Photo by Trevor Nelson.

Most Americans are familiar with the concept of martial arts training. The thought conjures up a variety of mages in our heads. Choreographed moves of East Asian fighters from our favorite kung fu movies or the blood covered combatants from the now popular Mixed Martial Arts fights.

Most of the martial arts we are familiar with have something in common with each other that they don’t have in common with American viewers: Origin. Despite having a population comprised of over 70 percent European descendants, none of America’s popular fighting styles were developed in Europe.

Eight of America’s top 10 most popular fighting styles were created in East Asia, and five of those originated in Japan. Krav magra and Brazilian jiu jitsu, both relatively new combative types, break the mold and originated in Israel and Brazil respectively.

MSU’s European Martial Arts (EMA) group is working to popularize fighting that is more in line with America’s heritage.

“The Flower of Battle,” an illuminated manuscript filled with fighting techniques, gained enthusiasts’ attention less than 50 years ago. Lead by Eric Metz, EMA gathers several times every week to study the different parts of these newly-found transcripts.

Similar to other martial arts, each practice focuses on a few moves repeated to the point at which they become muscle memory. Different exercises include moves involving swords, staffs, daggers and general grappling.

For staff and sword training the group uses wooden weapons made by the EMA members themselves. Metz and the group try to stress accuracy and make sure their handmade weapons are size and weight accurate.

While sword fighting may not have many practical uses, Metz boasts about the group’s in-depth dagger training, citing the importance of being able to defend yourself from a knife wielding assailant.
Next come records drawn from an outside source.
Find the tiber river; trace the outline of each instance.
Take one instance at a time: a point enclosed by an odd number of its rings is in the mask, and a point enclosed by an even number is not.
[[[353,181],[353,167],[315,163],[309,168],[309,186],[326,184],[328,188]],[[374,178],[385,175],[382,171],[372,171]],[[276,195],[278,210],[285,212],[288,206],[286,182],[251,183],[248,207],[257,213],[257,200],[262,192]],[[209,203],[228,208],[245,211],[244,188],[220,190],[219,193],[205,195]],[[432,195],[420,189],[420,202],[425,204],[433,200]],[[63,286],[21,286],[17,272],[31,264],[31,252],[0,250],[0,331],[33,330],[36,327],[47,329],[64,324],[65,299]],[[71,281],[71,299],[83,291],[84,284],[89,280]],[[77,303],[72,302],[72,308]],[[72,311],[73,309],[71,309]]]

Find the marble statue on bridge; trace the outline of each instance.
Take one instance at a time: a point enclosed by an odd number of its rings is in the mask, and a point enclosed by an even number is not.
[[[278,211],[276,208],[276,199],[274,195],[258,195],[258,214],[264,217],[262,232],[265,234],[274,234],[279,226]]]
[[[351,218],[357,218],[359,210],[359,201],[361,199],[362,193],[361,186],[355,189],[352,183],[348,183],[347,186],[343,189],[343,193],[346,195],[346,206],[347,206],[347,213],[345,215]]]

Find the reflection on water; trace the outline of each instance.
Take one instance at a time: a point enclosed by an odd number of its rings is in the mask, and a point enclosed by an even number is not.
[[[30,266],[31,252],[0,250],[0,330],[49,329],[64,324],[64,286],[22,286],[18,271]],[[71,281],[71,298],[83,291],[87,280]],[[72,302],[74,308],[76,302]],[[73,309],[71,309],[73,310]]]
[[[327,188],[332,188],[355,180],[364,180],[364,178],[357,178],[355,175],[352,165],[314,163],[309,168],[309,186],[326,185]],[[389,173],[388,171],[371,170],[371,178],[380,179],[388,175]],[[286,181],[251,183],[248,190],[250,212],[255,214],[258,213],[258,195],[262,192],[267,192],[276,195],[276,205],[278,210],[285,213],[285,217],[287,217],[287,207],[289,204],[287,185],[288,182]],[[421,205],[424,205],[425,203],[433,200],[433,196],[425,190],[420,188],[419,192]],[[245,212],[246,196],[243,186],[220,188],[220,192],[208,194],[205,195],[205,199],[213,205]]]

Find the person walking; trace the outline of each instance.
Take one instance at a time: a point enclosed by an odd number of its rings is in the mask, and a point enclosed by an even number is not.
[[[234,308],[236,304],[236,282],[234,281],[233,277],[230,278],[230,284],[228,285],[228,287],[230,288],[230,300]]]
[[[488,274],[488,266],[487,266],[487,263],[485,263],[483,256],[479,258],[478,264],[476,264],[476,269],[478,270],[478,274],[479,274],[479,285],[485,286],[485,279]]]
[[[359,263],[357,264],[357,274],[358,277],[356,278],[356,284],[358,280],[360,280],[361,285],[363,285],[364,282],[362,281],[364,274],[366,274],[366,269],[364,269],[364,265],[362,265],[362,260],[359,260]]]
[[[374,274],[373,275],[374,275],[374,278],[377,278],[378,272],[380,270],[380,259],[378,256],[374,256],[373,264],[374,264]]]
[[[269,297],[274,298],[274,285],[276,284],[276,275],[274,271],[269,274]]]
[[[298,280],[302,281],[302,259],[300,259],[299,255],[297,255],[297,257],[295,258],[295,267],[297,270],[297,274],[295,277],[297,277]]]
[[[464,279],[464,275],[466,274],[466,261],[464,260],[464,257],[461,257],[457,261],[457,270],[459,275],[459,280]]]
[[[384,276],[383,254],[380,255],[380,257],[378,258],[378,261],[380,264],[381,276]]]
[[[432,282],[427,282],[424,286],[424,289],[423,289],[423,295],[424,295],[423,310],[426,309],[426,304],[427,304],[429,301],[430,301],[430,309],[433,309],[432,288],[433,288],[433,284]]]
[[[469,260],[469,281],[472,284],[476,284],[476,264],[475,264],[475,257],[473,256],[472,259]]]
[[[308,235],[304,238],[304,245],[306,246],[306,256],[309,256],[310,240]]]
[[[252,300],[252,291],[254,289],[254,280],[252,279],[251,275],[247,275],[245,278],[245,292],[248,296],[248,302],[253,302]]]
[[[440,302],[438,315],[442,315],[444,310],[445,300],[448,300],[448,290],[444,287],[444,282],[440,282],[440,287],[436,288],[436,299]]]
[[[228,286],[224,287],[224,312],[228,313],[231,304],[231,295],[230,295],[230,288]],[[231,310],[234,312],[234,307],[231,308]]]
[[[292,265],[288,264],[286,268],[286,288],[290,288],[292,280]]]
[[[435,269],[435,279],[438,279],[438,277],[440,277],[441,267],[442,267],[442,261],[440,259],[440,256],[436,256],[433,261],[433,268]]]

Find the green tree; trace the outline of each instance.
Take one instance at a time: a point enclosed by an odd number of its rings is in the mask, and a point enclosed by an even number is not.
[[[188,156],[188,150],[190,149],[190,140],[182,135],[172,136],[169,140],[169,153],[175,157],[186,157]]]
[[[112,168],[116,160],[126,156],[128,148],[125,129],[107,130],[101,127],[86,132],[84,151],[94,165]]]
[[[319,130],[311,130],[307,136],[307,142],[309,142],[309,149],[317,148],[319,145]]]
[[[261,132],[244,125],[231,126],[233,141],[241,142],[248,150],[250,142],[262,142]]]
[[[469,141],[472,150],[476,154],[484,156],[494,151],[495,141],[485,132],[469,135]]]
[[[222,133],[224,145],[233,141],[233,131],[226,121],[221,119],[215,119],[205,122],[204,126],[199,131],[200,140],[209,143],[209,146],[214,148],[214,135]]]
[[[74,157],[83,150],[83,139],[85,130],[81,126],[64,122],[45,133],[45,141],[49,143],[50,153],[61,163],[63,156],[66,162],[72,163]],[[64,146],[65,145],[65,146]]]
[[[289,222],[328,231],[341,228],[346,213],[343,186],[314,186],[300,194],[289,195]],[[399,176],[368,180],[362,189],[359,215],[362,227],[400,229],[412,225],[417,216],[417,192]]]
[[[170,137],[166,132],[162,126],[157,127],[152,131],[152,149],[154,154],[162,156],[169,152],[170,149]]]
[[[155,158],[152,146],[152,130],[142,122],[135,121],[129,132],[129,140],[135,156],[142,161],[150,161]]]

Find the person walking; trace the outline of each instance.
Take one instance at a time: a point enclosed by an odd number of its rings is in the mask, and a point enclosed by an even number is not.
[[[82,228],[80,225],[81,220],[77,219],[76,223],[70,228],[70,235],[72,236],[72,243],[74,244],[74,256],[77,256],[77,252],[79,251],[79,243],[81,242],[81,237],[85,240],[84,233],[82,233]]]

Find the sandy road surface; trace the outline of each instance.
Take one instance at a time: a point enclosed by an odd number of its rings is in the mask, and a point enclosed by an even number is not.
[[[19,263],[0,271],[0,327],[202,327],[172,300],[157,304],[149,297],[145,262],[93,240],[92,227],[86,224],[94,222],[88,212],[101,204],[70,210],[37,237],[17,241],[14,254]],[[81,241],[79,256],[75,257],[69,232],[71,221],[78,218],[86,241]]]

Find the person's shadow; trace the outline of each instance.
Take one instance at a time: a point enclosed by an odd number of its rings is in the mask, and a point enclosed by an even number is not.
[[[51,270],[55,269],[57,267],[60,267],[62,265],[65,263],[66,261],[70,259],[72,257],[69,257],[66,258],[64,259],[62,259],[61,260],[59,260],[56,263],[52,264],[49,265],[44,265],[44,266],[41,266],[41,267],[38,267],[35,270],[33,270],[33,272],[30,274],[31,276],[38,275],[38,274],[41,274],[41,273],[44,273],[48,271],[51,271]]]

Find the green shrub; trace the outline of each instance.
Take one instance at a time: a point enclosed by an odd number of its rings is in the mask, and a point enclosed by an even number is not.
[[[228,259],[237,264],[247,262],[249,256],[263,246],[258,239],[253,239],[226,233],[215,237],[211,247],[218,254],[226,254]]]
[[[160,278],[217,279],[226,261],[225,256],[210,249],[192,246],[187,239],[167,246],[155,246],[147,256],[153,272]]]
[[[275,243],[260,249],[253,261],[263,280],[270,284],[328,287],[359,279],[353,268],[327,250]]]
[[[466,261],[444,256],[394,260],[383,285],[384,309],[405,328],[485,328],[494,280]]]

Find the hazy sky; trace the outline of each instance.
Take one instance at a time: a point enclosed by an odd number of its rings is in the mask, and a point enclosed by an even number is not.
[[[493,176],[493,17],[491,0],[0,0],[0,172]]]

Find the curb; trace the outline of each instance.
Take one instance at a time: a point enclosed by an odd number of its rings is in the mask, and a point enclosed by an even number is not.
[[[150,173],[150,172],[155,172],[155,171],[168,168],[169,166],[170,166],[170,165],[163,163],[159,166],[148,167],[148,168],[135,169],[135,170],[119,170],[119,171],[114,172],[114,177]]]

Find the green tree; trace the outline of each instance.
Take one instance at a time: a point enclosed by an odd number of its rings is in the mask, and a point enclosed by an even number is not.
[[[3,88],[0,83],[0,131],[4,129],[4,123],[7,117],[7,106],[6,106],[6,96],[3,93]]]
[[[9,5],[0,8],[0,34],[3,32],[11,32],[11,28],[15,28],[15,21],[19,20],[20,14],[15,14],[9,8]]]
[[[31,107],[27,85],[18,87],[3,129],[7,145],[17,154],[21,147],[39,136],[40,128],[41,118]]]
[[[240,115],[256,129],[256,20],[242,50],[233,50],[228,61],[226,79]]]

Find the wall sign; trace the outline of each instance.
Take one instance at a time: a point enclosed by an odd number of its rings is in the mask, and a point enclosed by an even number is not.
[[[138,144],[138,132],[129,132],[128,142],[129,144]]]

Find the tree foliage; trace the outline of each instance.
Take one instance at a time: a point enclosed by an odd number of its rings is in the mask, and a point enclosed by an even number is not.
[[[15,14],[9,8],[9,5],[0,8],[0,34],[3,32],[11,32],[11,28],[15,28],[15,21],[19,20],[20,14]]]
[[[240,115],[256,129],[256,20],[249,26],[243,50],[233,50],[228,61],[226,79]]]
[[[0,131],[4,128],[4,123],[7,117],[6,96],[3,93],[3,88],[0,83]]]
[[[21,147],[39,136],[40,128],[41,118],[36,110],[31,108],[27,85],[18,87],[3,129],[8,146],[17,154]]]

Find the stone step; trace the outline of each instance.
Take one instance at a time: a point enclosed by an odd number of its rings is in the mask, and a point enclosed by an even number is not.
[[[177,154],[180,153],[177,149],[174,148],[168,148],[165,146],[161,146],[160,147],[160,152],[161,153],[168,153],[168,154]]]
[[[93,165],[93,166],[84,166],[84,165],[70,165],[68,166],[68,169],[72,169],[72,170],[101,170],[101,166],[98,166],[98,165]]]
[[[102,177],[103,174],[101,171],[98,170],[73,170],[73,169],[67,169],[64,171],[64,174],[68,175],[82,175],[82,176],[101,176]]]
Although some of the martial art’s techniques are useful for self-defense, it is difficult to create an outlet for fighters to test their skills in competition. Most of the moves shown in “The Flower of Battle” are designed to kill or maim the opponent and are not easily translated into a less lethal form that can be judged.

If sword wielding, dagger fighting and grappling seems interesting, you can join the European Martial Arts group for training on Mondays 5-6 p.m., Thursdays 6-7 p.m. and Fridays 5-7 p.m. in the Romney Gym. They also meet in the fitness center dojo on Sundays from 4-6 p.m.